Phasing of de novo mutations using a scaled-up multiple amplicon
long-read sequencing approach
Abstract
De novo mutations (DNMs) play an important role in severe genetic
disorders that reduce fitness. To better understand the role of DNMs in
disease, it is important to determine the parent-of-origin and timing of
the mutational events that give rise to the mutations, especially in
sex-specific developmental disorders such as male infertility. However,
currently available short-read sequencing approaches are not ideally
suited for phasing as this requires long continuous DNA strands that
span both the DNM and one or more informative SNPs. To overcome these
challenges, we optimised and implemented a multiplexed long-read
sequencing approach using the Oxford Nanopore technologies MinION
platform. We specifically focused on improving target amplification,
integrating long-read sequenced data with high-quality short-read
sequence data, and developing an anchored phasing computational method.

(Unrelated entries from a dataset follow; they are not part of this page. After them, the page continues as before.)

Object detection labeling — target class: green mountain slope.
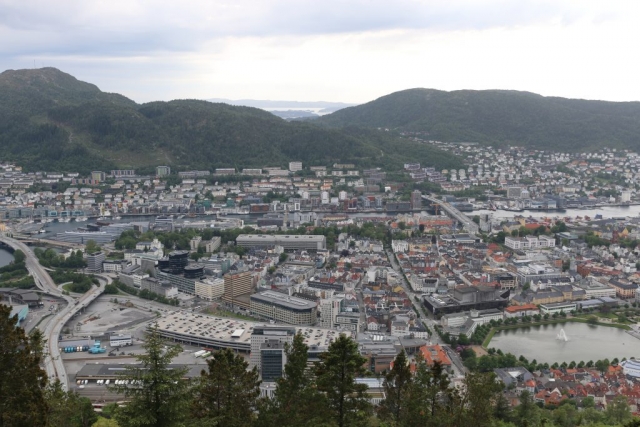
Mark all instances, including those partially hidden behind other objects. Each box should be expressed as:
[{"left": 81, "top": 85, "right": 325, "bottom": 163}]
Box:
[
  {"left": 0, "top": 68, "right": 461, "bottom": 172},
  {"left": 317, "top": 89, "right": 640, "bottom": 151}
]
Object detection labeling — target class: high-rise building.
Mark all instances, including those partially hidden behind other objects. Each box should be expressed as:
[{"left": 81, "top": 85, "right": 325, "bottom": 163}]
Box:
[
  {"left": 249, "top": 325, "right": 296, "bottom": 372},
  {"left": 222, "top": 271, "right": 253, "bottom": 305},
  {"left": 156, "top": 166, "right": 171, "bottom": 176},
  {"left": 260, "top": 339, "right": 287, "bottom": 382},
  {"left": 91, "top": 171, "right": 106, "bottom": 182},
  {"left": 411, "top": 190, "right": 422, "bottom": 209},
  {"left": 87, "top": 252, "right": 106, "bottom": 273},
  {"left": 289, "top": 162, "right": 302, "bottom": 172},
  {"left": 169, "top": 251, "right": 189, "bottom": 274}
]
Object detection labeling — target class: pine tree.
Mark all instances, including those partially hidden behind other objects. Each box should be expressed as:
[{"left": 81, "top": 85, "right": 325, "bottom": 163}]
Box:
[
  {"left": 110, "top": 324, "right": 189, "bottom": 427},
  {"left": 256, "top": 332, "right": 327, "bottom": 427},
  {"left": 460, "top": 372, "right": 502, "bottom": 427},
  {"left": 0, "top": 305, "right": 48, "bottom": 427},
  {"left": 191, "top": 349, "right": 260, "bottom": 427},
  {"left": 379, "top": 350, "right": 413, "bottom": 424},
  {"left": 316, "top": 335, "right": 371, "bottom": 427},
  {"left": 45, "top": 381, "right": 98, "bottom": 427}
]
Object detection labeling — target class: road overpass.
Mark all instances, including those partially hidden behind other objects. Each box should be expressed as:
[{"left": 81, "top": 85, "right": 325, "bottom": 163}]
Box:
[
  {"left": 9, "top": 234, "right": 82, "bottom": 249},
  {"left": 0, "top": 236, "right": 104, "bottom": 390},
  {"left": 422, "top": 196, "right": 480, "bottom": 234}
]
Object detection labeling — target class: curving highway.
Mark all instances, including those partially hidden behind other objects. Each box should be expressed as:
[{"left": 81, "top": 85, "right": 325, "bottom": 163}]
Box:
[
  {"left": 0, "top": 236, "right": 104, "bottom": 390},
  {"left": 422, "top": 196, "right": 480, "bottom": 234}
]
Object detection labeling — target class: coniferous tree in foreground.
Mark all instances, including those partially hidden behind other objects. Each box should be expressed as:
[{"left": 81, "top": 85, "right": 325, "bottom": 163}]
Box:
[
  {"left": 316, "top": 335, "right": 371, "bottom": 427},
  {"left": 0, "top": 305, "right": 48, "bottom": 427},
  {"left": 191, "top": 349, "right": 260, "bottom": 427},
  {"left": 45, "top": 380, "right": 98, "bottom": 427},
  {"left": 256, "top": 332, "right": 330, "bottom": 427},
  {"left": 110, "top": 325, "right": 189, "bottom": 427},
  {"left": 378, "top": 350, "right": 413, "bottom": 425}
]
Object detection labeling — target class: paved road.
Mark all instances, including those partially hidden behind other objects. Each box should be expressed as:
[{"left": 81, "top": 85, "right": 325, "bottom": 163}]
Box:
[
  {"left": 387, "top": 249, "right": 469, "bottom": 377},
  {"left": 386, "top": 249, "right": 440, "bottom": 344},
  {"left": 0, "top": 236, "right": 104, "bottom": 390},
  {"left": 422, "top": 196, "right": 480, "bottom": 234}
]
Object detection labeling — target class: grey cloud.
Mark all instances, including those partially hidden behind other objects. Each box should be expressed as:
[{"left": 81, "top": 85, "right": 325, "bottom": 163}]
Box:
[{"left": 0, "top": 0, "right": 616, "bottom": 56}]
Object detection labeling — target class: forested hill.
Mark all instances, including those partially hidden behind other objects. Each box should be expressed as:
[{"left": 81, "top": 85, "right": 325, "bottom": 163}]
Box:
[
  {"left": 0, "top": 68, "right": 461, "bottom": 173},
  {"left": 317, "top": 89, "right": 640, "bottom": 151}
]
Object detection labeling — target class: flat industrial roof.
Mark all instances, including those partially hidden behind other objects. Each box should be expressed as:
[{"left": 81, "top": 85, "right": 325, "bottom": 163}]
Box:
[
  {"left": 76, "top": 363, "right": 206, "bottom": 380},
  {"left": 251, "top": 291, "right": 317, "bottom": 310},
  {"left": 157, "top": 311, "right": 344, "bottom": 351}
]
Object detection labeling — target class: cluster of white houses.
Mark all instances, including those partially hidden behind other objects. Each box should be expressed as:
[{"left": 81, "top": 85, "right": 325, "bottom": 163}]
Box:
[{"left": 504, "top": 236, "right": 556, "bottom": 251}]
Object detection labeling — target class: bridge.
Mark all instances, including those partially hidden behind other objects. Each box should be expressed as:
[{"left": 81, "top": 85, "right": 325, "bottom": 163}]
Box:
[
  {"left": 13, "top": 234, "right": 82, "bottom": 249},
  {"left": 422, "top": 196, "right": 480, "bottom": 234},
  {"left": 0, "top": 236, "right": 104, "bottom": 390}
]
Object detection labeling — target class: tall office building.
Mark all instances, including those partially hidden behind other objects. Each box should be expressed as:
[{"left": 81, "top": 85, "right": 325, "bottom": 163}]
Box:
[
  {"left": 156, "top": 166, "right": 171, "bottom": 176},
  {"left": 87, "top": 252, "right": 106, "bottom": 273},
  {"left": 249, "top": 325, "right": 296, "bottom": 372},
  {"left": 222, "top": 271, "right": 253, "bottom": 307},
  {"left": 411, "top": 190, "right": 422, "bottom": 209},
  {"left": 260, "top": 340, "right": 287, "bottom": 382}
]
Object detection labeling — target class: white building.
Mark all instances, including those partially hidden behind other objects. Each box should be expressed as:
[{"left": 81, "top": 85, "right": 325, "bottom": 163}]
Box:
[
  {"left": 250, "top": 326, "right": 296, "bottom": 372},
  {"left": 109, "top": 334, "right": 133, "bottom": 347},
  {"left": 317, "top": 297, "right": 344, "bottom": 329},
  {"left": 504, "top": 236, "right": 556, "bottom": 250},
  {"left": 540, "top": 302, "right": 577, "bottom": 314},
  {"left": 620, "top": 359, "right": 640, "bottom": 378},
  {"left": 391, "top": 240, "right": 409, "bottom": 253},
  {"left": 195, "top": 278, "right": 224, "bottom": 301},
  {"left": 289, "top": 162, "right": 302, "bottom": 172}
]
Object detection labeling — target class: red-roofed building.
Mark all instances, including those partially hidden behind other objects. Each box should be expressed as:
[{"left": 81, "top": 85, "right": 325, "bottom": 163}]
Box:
[
  {"left": 420, "top": 344, "right": 451, "bottom": 369},
  {"left": 504, "top": 304, "right": 540, "bottom": 318}
]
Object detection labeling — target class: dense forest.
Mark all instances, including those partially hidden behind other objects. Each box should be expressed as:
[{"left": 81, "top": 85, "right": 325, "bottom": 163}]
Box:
[
  {"left": 0, "top": 306, "right": 640, "bottom": 427},
  {"left": 0, "top": 68, "right": 462, "bottom": 173},
  {"left": 315, "top": 89, "right": 640, "bottom": 151}
]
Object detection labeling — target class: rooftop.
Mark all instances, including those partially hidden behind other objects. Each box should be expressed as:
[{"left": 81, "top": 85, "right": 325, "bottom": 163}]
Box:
[{"left": 158, "top": 311, "right": 341, "bottom": 348}]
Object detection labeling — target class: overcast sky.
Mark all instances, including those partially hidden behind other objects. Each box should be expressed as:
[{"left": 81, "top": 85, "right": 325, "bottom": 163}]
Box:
[{"left": 0, "top": 0, "right": 640, "bottom": 103}]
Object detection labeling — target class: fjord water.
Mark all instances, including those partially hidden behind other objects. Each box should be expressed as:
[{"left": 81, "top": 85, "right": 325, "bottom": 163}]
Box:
[{"left": 489, "top": 322, "right": 640, "bottom": 364}]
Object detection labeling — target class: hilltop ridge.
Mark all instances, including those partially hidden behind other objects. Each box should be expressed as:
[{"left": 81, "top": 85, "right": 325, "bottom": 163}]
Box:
[
  {"left": 0, "top": 68, "right": 462, "bottom": 172},
  {"left": 316, "top": 88, "right": 640, "bottom": 151}
]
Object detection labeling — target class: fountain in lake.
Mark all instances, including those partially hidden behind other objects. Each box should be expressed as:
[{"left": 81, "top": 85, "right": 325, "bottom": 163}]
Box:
[{"left": 556, "top": 329, "right": 569, "bottom": 342}]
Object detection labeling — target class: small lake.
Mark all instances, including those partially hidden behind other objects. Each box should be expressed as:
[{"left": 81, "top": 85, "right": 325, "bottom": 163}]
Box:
[
  {"left": 489, "top": 322, "right": 640, "bottom": 364},
  {"left": 0, "top": 249, "right": 13, "bottom": 267}
]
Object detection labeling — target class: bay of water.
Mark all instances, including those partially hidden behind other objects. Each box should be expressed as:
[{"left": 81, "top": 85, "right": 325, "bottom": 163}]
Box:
[
  {"left": 472, "top": 205, "right": 640, "bottom": 219},
  {"left": 489, "top": 322, "right": 640, "bottom": 364},
  {"left": 0, "top": 249, "right": 13, "bottom": 267}
]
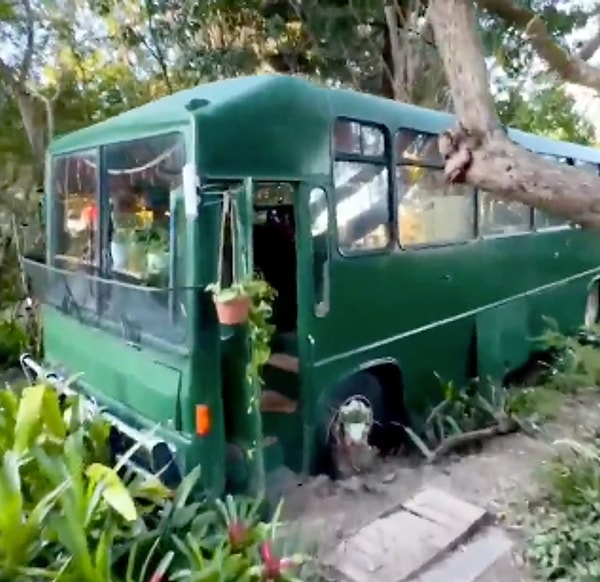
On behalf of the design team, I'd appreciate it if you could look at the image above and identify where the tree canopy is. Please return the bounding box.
[0,0,600,224]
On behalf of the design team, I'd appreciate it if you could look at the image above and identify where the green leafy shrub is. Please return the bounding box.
[526,441,600,582]
[0,384,305,582]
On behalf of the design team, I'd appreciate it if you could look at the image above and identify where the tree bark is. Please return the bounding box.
[429,0,600,229]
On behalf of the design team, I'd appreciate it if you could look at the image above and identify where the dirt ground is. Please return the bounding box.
[285,393,600,582]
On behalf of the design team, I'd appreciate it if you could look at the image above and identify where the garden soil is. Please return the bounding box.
[284,393,600,582]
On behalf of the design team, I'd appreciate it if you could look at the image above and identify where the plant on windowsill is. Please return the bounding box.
[146,229,169,274]
[110,228,133,269]
[206,192,252,325]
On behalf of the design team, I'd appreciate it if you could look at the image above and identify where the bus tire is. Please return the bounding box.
[317,372,386,479]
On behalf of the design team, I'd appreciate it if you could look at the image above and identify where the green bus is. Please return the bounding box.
[22,75,600,494]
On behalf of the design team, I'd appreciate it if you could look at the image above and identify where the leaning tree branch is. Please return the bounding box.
[429,0,600,230]
[575,25,600,61]
[17,0,35,87]
[476,0,600,91]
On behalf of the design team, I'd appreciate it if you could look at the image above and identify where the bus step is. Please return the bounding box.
[267,353,300,374]
[260,390,298,414]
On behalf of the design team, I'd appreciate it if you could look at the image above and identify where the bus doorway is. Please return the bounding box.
[222,183,302,490]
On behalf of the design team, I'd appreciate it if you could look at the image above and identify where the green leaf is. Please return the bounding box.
[86,463,138,522]
[14,384,47,453]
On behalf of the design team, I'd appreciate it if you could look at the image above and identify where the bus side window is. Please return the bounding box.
[395,129,475,247]
[533,154,569,230]
[308,188,329,317]
[479,190,531,236]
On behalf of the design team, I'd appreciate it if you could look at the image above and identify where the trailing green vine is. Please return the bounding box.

This approach was able to handle the inherent phasing challenges that
arise from long-range target amplification and the normal accumulation
of sequencing error associated with long-read sequencing. In total, 77
out of 109 DNMs (71%) were successfully phased and parent-of-origin
identified. The majority of phased DNMs were prezygotic (90%), the
accuracy of which is highlighted by the average mutant allele frequency
of 49.6% and a standard error margin of 0.84%. This study demonstrates
the benefits of using an integrated short-read and long-read sequencing
approach for large-scale DNM phasing.